Assessment Opinion

Public Displays of Teacher Effectiveness

By Rachael E. Gabriel & Jessica Lester — December 15, 2010 7 min read

Recently, a New York state court heard arguments around whether or not to publicly release value-added scores of 12,000 New York City teachers. The court hearing came only a few months after the controversial release of Los Angeles teachers’ scores. In late August of 2010, the Los Angeles Times began publishing a series of articles reporting on the quality of teachers and schools in the Los Angeles Unified School District, or LAUSD. In addition to the articles, the paper created a public, online database of individual teacher scores giving readers the power to hunt down “the ineffectives”—those teachers who apparently cause and sustain the achievement gap, many of whom, according to the Los Angeles Times, do so unknowingly.

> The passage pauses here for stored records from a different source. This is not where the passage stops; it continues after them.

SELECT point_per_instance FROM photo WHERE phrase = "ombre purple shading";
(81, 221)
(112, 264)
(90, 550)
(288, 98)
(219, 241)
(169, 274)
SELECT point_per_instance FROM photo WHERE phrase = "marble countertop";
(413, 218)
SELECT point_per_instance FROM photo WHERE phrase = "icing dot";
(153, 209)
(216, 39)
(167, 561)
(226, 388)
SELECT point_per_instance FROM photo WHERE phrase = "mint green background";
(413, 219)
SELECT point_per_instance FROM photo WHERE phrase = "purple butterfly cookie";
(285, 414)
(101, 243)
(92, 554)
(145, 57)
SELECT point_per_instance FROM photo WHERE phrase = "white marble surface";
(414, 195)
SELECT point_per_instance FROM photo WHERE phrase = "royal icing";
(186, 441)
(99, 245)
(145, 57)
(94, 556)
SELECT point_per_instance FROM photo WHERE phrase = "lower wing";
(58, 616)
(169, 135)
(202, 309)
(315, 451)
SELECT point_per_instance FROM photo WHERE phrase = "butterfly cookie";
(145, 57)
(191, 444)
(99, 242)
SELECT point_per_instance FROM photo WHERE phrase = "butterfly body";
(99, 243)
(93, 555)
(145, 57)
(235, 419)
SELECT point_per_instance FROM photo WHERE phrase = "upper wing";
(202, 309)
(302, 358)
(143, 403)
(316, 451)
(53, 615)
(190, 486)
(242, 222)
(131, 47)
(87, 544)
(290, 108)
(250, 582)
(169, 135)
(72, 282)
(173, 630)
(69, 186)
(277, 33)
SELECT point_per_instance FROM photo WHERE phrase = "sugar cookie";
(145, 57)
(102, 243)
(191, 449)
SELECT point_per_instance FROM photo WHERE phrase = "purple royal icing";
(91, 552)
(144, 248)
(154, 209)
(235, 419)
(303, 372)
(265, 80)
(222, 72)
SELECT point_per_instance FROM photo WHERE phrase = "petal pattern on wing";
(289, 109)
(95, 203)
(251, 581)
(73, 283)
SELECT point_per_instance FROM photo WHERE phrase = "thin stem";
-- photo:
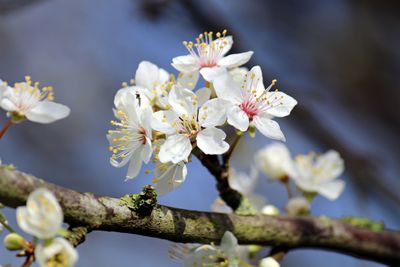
(5, 128)
(28, 261)
(9, 228)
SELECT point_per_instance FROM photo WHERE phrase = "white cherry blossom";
(58, 253)
(224, 255)
(208, 56)
(269, 262)
(131, 140)
(42, 216)
(275, 161)
(26, 100)
(317, 173)
(249, 102)
(184, 124)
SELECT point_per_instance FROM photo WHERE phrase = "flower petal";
(227, 44)
(162, 121)
(281, 104)
(227, 88)
(268, 127)
(149, 75)
(213, 113)
(237, 118)
(235, 60)
(332, 190)
(169, 176)
(187, 80)
(183, 101)
(134, 164)
(211, 141)
(175, 149)
(209, 74)
(203, 94)
(47, 112)
(186, 63)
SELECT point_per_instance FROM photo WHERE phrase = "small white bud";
(269, 262)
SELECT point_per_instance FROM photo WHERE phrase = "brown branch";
(105, 214)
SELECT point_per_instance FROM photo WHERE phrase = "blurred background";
(339, 59)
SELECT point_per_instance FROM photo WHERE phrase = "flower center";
(250, 108)
(206, 50)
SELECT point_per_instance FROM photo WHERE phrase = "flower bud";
(270, 210)
(275, 161)
(14, 241)
(269, 262)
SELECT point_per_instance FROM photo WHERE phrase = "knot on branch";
(142, 203)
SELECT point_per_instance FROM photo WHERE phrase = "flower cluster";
(165, 119)
(25, 100)
(42, 217)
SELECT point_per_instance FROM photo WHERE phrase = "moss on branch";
(104, 213)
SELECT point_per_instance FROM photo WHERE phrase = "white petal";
(213, 113)
(187, 80)
(175, 149)
(210, 74)
(211, 141)
(171, 177)
(135, 164)
(183, 101)
(162, 121)
(235, 60)
(254, 81)
(147, 151)
(7, 104)
(268, 127)
(282, 104)
(186, 63)
(237, 118)
(227, 88)
(148, 75)
(203, 94)
(332, 190)
(47, 112)
(228, 42)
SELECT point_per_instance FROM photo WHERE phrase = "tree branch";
(105, 214)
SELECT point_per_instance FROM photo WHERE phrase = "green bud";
(14, 241)
(270, 210)
(16, 117)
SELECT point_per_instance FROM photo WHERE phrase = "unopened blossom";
(58, 253)
(42, 216)
(317, 174)
(27, 100)
(270, 210)
(298, 206)
(3, 88)
(207, 55)
(226, 255)
(184, 124)
(275, 161)
(249, 101)
(130, 142)
(269, 262)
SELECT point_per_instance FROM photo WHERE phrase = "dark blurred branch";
(105, 214)
(14, 5)
(360, 167)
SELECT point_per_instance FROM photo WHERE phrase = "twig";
(105, 214)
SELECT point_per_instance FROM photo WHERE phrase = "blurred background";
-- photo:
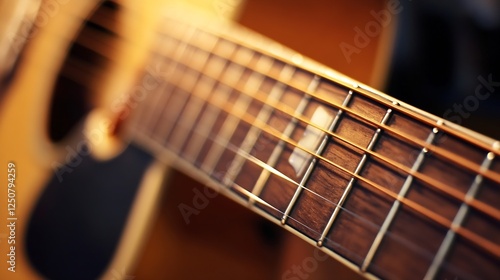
(431, 54)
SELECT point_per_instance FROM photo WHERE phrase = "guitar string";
(452, 157)
(437, 150)
(347, 108)
(231, 109)
(444, 223)
(381, 189)
(215, 138)
(454, 193)
(234, 39)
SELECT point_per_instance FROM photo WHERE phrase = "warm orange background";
(226, 241)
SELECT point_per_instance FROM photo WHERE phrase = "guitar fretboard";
(394, 191)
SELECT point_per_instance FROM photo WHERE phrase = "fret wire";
(209, 122)
(347, 190)
(230, 34)
(278, 150)
(457, 221)
(395, 206)
(417, 207)
(409, 138)
(204, 94)
(160, 103)
(433, 182)
(424, 178)
(311, 166)
(140, 112)
(145, 138)
(163, 128)
(236, 166)
(231, 122)
(288, 72)
(485, 245)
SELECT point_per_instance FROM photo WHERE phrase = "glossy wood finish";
(391, 191)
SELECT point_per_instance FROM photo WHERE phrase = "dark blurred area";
(444, 50)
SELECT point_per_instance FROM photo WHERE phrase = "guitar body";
(45, 160)
(46, 144)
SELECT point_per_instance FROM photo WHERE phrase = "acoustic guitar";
(101, 97)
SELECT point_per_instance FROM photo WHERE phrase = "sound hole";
(82, 70)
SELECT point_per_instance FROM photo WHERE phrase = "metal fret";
(206, 123)
(273, 158)
(198, 101)
(311, 166)
(397, 203)
(458, 220)
(254, 132)
(351, 182)
(231, 122)
(160, 103)
(143, 116)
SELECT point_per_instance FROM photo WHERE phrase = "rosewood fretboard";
(394, 192)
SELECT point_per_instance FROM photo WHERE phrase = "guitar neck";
(390, 190)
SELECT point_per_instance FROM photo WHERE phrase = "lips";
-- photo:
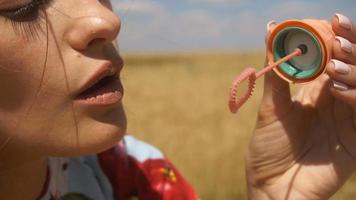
(103, 88)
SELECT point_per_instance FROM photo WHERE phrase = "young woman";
(305, 147)
(61, 97)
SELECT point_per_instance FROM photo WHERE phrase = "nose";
(103, 26)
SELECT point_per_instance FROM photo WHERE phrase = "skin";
(38, 116)
(304, 147)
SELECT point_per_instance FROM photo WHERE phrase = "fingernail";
(340, 86)
(344, 21)
(272, 22)
(341, 67)
(345, 44)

In this series, not only were we introduced to “the ineffectives,” we were also given one of many tools, value-added measurement, or VAM, to root such teachers out, and more easily identify “the miracle workers”—those teachers capable of leading their students to score higher than a statistical model predicted they would.

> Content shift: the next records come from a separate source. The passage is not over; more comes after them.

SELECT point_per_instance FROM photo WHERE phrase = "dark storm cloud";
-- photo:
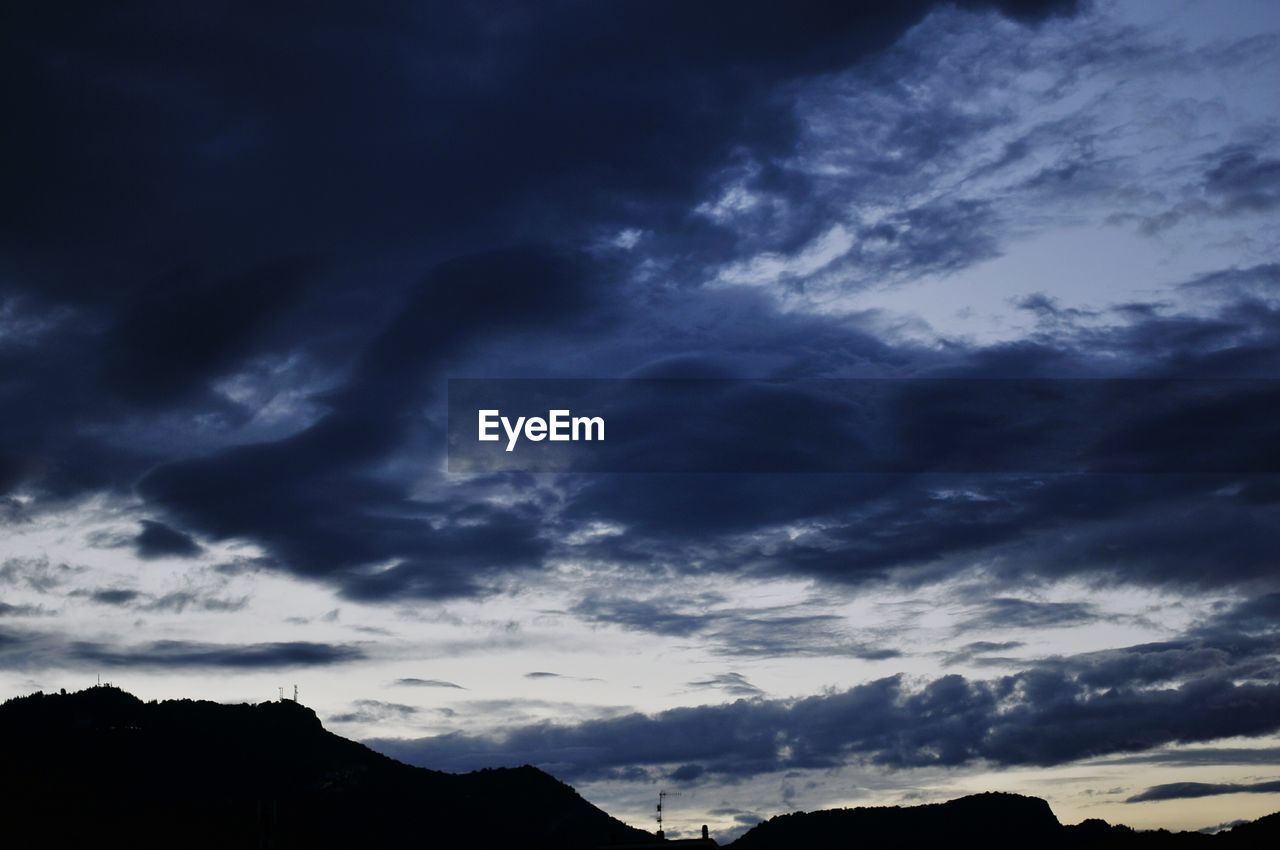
(173, 602)
(1244, 182)
(425, 682)
(178, 654)
(1201, 757)
(37, 574)
(197, 193)
(371, 711)
(732, 684)
(19, 611)
(982, 653)
(1189, 790)
(158, 540)
(766, 631)
(1050, 713)
(1006, 612)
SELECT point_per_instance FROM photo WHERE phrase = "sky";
(243, 248)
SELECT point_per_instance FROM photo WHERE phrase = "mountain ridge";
(196, 773)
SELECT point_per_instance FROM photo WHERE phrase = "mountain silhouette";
(101, 767)
(988, 821)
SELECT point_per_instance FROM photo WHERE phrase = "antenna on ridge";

When we conducted an analysis of the discourse that surrounds this debate, what was most striking was not the fact that the scores were released, but the ways in which language was used to question and/or silence questions about the implications and outcomes of VAM. Though teacher effectiveness seems like a rallying cry the country can unite behind, the shape of the conversations about its measurement threatens to divide us.

See Also

For an opposing view on value-added measurement, see “Value-Added: It’s Not Perfect, But It Makes Sense,” (December 15, 2010).

When the Los Angeles Times published this series, the newspaper got what it wished for—a nationwide ripple effect—a discourse dispersed in talk and text that simplified and glorified the implications of a useful but not all-powerful tool. Throughout the series, the newspaper set up teachers as either one thing or another: effective or ineffective, good or bad, a detriment or a savior. With McCarthy-era tactics, the paper’s series flooded us with profiles of extreme-case formulations—examples so good, bad, or surprising that they almost seduced us into believing that “ineffectiveness” could be lurking anywhere, unbeknownst even to the teacher himself or herself, regardless of certification, reputation, or experience.

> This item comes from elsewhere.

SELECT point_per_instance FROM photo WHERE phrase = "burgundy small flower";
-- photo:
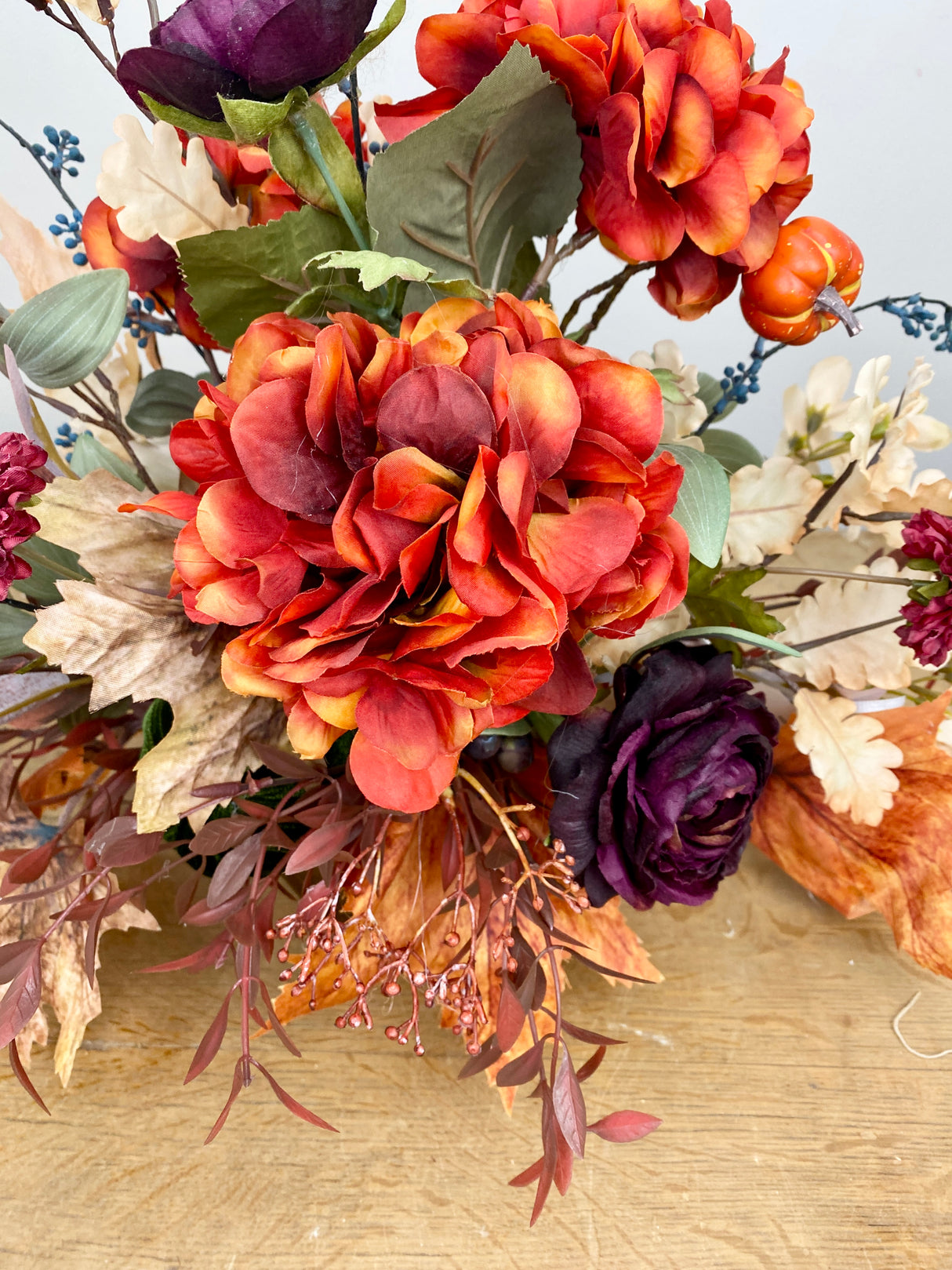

The Times forgot to share what those who study teacher effectiveness have been arguing for the last decade: Effectiveness is not a monolithic thing, but rather teachers are more or less effective across different subjects, students, and circumstances. So far, conversations about value-added measurement seem to use language in ways that present a single view of teaching and position teacher effectiveness as something static that can be estimated by a single statistic. Those who believe teacher effectiveness is flexible across subjects, students, and varying demands do not suggest that all teachers are good at something—some aren’t—but rather that the complexity of roles and expectations for teachers requires them to have a dynamic profile of effectiveness. Those who talk about VAM, as if it were both the crystal ball and the Holy Grail for education reform, would love for us to believe otherwise.

While it may seem that this debate is new news, in 2009, months before VAM was twinkling over the Los Angeles Times’ presses, several issues of Educational Researcher, the pre-eminent education research journal, were devoted to articles that outlined the complexity of identifying, let alone measuring, effectiveness in teaching. Six years earlier, the Journal of Educational and Behavioral Statistics published a special issue focusing exclusively on VAM. The overall conclusion of the editors was that VAM was valid only for school-level, not classroom-level, comparisons. Ironically, concerns around the reliability of value-added measurement are no longer central to the debate about publicly releasing individual teachers’ scores. Instead, its validity is most often called into question for the reason summed up by Charles G. Moerdler, a lawyer for the American Federation of Teachers, in a recent New York Times news article. “The information has no critical basis other than to facilitate a libel,” he said. “If it’s garbage in, it’s garbage out. Just because it’s a number, it doesn’t mean it’s suddenly objective.”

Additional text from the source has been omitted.